New Stagefright 2.0 Bugs – 1.4 Billion Android Users at Risk


A security researcher revealed in July how Android devices could be hacked with a simple text, thanks to a few bugs in the Android operating system. The flaw, commonly known as Stagefright, was termed as one the biggest exploits ever discovered in the operating system and pushed manufacturers promise to deliver security updates once a month. While Google is trying to further drive its partners to roll out timely updates, two new Stagefright bugs have appeared today.

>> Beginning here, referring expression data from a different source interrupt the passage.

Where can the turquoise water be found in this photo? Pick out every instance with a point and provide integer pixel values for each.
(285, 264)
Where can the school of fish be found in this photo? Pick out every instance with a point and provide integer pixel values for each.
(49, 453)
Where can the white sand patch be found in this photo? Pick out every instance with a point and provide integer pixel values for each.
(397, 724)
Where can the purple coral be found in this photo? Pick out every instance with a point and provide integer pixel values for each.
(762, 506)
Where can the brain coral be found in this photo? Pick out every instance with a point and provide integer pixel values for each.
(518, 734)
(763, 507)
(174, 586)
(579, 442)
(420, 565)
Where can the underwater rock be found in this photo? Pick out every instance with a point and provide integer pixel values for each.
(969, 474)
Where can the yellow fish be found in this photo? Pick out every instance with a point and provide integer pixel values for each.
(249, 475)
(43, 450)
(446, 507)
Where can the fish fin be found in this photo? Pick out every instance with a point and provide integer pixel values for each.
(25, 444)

Stagefright 2.0 vulnerability affects all Android versions:

Joshua Drake, a security researcher at Zimperium responsible for Stagefright discovery, has now disclosed two new bugs that can allow hackers to break into an Android device by tricking a user into visiting a website that contains malicious multimedia files, mp3 or mp4. The researcher claims that the malicious code will be executed by merely previewing an affected song or video file, allowing hackers to run remote codes on the victim's device.

Since these two bugs are also found in the same Android media playback engine called Stagefright, the vulnerability is being termed as Stagefright 2.0. The Stagefright 2.0 vulnerability can be triggered by a webpage, man-in-the-middle attack, third-party media player, instant messaging apps, ad campaigns, etc. Zimperium also explains that once "the attacker gains a foothold, from which they could conduct further local privilege escalation attacks and take complete control of the device."

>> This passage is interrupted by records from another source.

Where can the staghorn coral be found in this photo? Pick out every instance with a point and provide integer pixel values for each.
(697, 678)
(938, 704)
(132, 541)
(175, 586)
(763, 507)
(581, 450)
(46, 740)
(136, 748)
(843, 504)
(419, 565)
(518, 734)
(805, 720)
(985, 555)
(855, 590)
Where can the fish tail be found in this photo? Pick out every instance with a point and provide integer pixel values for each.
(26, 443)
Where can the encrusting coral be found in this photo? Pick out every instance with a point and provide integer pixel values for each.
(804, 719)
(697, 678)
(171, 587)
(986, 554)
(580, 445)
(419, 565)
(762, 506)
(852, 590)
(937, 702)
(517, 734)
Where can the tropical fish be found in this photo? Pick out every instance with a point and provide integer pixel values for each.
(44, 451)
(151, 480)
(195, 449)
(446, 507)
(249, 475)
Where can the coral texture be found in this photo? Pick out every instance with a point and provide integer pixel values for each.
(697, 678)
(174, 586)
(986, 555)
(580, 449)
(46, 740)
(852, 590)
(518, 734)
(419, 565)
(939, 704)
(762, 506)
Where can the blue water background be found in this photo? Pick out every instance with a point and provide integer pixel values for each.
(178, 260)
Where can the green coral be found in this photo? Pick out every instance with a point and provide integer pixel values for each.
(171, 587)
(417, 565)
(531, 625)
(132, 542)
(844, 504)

Zimperium explains how the attack can be triggered:

The vulnerability lies in the processing of metadata within the files, so merely previewing the song or video would trigger the issue. Since the primary attack vector of MMS has been removed in newer versions of Google’s Hangouts and Messenger apps, the likely attack vector would be via the Web browser.

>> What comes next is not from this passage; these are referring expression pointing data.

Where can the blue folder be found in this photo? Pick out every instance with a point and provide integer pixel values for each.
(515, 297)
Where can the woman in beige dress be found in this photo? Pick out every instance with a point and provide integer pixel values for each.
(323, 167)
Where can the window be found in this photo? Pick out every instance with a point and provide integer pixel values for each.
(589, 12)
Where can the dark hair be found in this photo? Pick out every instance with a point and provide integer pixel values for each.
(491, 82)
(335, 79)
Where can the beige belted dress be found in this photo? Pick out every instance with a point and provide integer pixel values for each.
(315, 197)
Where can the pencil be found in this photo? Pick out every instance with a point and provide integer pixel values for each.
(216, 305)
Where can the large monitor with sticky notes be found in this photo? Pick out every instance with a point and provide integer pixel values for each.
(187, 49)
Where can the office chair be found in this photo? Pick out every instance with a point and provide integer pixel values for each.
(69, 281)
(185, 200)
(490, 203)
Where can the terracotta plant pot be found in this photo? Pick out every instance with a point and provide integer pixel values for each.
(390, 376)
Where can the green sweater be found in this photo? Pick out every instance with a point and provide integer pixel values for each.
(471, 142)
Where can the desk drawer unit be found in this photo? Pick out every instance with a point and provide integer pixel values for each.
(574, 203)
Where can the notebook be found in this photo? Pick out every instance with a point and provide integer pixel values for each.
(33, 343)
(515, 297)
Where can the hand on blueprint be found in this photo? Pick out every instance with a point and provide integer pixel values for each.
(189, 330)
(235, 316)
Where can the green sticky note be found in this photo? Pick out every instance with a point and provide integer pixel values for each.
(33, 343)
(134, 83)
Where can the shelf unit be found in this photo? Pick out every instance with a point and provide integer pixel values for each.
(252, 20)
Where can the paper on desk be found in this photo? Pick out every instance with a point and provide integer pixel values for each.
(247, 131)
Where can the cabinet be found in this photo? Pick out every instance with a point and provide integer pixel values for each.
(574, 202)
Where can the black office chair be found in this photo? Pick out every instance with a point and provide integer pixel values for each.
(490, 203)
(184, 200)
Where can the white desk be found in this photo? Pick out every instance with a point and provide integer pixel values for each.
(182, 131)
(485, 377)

  1. An attacker would try to convince an unsuspecting user to visit a URL pointing at an attacker controlled Web site (e.g., mobile spear-phishing or malicious ad campaign)
  2. An attacker on the same network could inject the exploit using common traffic interception techniques (MITM) to unencrypted network traffic destined for the browser.
  3. 3rd party apps (Media Players, Instant Messengers, etc.) that are using the vulnerable library.

More than 1 billion Android devices are vulnerable to this exploit as the newly discovered vulnerabilities (CVE-2015-6602 and CVE-2015-3876) affect all the Android versions, including the Android 5.1.1 Lollipop. The research team found that while the one vulnerability affects "almost every Android device" including the very first version of the OS, the second exploit allows hackers to trigger the first, reports Motherboard. Researchers estimate that at least 950 million Android users are vulnerable to these Stagefright 2.0 bugs with company's Chief Technology Officer putting the estimate to 1.4 billion Android users.

Google will roll out the patch to Nexus devices on October 5 as the security firm shared the vulnerability report with Google on August 15. Additionally, Google has also shared the patches with its OEM partners, which means other devices will also get the patch soon. Zimperium promises to release the proof-of-concept video once the exploit fix is released.